Charge Transport Parameters and Structural and Electronic Properties of Octathio[8]circulene and Its Plate-like Derivatives

Abstract

The first fully heterocyclic circulene very recently isolated, C(16)S(8), was studied by means of high accurate methods, allowing reliable predictions and interpretations of the structural and electronic properties of organic molecules bearing sulfur and selenium atoms. The changes induced by the oxidation process and the S/Se substitution on some of its properties and the infrared (IR) spectra were analyzed, allowing a comprehensive assignment of the bands observed in the case of C(16)S(8). The results confirmed the planarity and a large surface area of C(16)S(8), which remain in C(16)S(4)Se(4) and C(16)Se(4) derivatives, favoring their use for H(2) adsorption. The molecules were shown to have a strong aromatic character, while the IR spectrum of C(16)S(8) was elucidated, toward its possible application for a better understanding of the new class of materials; the IR signal associated to the asymmetric stretching of the CC bonds can be used as a structural signature to identify the neutral from the radical forms whose structural planarity was found to resist against the oxidation process.
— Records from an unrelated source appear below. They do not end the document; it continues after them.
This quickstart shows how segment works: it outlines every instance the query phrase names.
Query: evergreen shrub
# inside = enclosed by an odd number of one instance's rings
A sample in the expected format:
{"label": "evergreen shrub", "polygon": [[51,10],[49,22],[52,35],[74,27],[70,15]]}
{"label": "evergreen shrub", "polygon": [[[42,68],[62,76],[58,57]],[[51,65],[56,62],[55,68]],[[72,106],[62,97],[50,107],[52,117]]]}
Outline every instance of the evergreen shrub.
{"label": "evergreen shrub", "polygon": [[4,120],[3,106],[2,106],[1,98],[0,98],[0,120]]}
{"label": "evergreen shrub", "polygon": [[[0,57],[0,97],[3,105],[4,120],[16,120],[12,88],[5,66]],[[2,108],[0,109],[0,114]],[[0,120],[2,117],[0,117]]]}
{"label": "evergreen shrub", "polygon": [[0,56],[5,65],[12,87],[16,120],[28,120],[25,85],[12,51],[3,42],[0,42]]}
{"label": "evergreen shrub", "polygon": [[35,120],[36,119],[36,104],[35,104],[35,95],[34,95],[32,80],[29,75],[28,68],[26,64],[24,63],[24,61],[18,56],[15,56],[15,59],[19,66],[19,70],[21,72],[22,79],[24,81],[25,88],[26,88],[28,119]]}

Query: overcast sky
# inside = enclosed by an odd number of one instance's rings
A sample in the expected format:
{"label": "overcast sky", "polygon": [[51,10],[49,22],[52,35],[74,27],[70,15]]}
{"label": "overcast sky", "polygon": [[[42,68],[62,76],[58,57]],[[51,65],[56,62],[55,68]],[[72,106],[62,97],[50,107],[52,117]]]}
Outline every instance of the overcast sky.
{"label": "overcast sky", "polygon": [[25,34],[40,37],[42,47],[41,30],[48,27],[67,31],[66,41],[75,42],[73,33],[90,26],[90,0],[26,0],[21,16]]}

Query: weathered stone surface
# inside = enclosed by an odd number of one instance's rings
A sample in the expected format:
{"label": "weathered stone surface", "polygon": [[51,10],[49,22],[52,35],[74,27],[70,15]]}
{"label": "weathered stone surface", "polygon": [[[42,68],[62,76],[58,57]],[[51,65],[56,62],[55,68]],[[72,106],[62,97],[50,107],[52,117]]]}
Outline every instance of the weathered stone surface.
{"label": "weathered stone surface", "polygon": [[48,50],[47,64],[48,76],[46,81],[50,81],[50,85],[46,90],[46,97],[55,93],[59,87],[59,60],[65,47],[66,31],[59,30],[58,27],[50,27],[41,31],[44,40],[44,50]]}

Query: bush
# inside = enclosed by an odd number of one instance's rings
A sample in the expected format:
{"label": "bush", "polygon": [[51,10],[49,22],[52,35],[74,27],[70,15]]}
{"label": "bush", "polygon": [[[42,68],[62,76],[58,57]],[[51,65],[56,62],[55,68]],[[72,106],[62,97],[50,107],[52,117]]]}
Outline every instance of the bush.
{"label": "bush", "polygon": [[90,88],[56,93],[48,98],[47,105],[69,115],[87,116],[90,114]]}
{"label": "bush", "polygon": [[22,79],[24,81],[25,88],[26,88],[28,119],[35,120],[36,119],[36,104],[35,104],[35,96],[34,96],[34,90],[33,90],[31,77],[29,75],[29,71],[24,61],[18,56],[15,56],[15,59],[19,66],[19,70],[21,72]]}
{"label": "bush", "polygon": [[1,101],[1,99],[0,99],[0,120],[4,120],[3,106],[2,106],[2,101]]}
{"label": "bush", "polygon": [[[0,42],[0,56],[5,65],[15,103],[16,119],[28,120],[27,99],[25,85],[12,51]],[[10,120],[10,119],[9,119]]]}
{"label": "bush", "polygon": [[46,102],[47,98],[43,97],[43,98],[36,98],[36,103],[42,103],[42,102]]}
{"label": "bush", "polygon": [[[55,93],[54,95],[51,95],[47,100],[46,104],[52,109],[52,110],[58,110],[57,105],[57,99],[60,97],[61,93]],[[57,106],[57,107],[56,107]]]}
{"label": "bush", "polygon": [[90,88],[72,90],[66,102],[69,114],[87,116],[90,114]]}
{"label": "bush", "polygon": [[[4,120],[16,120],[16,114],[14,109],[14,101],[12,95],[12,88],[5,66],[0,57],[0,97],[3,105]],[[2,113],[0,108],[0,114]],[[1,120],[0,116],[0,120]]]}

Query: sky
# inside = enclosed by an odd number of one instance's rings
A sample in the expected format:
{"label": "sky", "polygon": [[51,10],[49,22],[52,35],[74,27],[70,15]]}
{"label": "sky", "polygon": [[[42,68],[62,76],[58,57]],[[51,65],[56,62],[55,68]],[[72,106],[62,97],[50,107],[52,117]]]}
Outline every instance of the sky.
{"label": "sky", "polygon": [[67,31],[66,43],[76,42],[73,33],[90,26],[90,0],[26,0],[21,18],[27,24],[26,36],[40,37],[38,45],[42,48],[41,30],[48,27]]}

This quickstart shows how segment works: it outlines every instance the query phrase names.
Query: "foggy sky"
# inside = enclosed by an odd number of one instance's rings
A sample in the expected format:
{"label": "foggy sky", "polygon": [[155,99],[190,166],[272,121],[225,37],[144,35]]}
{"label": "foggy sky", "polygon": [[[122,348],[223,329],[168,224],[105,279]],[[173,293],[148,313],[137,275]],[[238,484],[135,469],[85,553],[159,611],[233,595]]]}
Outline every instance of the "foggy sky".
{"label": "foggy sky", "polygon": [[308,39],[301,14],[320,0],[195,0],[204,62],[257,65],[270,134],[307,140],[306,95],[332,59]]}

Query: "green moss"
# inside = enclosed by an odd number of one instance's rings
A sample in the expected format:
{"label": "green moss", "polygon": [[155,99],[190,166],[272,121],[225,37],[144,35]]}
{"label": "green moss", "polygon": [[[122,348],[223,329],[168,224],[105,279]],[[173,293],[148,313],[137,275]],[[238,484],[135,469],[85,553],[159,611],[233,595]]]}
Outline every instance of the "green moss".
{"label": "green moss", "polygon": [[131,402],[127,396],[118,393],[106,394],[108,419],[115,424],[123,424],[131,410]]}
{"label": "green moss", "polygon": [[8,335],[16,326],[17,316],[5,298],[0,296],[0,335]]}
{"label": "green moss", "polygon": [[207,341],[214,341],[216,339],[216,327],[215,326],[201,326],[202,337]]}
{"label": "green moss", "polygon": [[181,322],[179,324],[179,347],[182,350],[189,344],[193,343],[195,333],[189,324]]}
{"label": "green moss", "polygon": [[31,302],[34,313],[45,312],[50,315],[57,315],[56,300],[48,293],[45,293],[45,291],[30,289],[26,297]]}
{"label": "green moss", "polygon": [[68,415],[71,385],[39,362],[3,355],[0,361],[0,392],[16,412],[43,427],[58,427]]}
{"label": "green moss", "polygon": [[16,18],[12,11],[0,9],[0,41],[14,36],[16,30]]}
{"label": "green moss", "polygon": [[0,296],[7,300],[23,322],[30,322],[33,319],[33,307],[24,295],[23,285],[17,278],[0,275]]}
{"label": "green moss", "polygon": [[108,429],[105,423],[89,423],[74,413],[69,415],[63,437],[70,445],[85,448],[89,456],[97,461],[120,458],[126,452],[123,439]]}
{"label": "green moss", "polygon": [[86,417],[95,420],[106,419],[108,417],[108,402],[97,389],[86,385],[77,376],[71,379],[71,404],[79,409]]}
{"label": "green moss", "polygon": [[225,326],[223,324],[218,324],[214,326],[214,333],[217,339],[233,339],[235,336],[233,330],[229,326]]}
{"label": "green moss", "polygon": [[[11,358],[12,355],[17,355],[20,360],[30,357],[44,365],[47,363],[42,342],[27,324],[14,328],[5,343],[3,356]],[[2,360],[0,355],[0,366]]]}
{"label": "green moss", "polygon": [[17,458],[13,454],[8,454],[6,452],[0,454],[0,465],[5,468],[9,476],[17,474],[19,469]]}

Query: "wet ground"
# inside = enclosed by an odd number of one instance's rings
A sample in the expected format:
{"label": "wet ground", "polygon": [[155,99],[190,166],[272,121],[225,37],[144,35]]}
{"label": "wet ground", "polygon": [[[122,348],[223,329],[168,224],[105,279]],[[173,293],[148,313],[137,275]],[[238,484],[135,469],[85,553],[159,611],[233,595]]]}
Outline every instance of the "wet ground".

Some of the electronic and physical properties characterizing good electron-donating (ED) and charge-transporting (CT) capacity such as the frontier molecular orbital energies (E(HOMO), E(LUMO)), the ionization potential (IP), and the reorganization energy (lambda(h)/lambda(e) for hole/electron) were calculated and the influence of the cyclic structure of C(16)S(8) on them discussed. C(16)S(8), C(16)S(4)Se(4), and C(16)Se(4) were found to display a comparable/much lower lambda(h) and higher IP and E(LUMO) than those for some of the already well-known field-effect transistors (FET) materials such as pentacene, anthracene, and DT-TTF; further investigation for this issue is strongly recommended.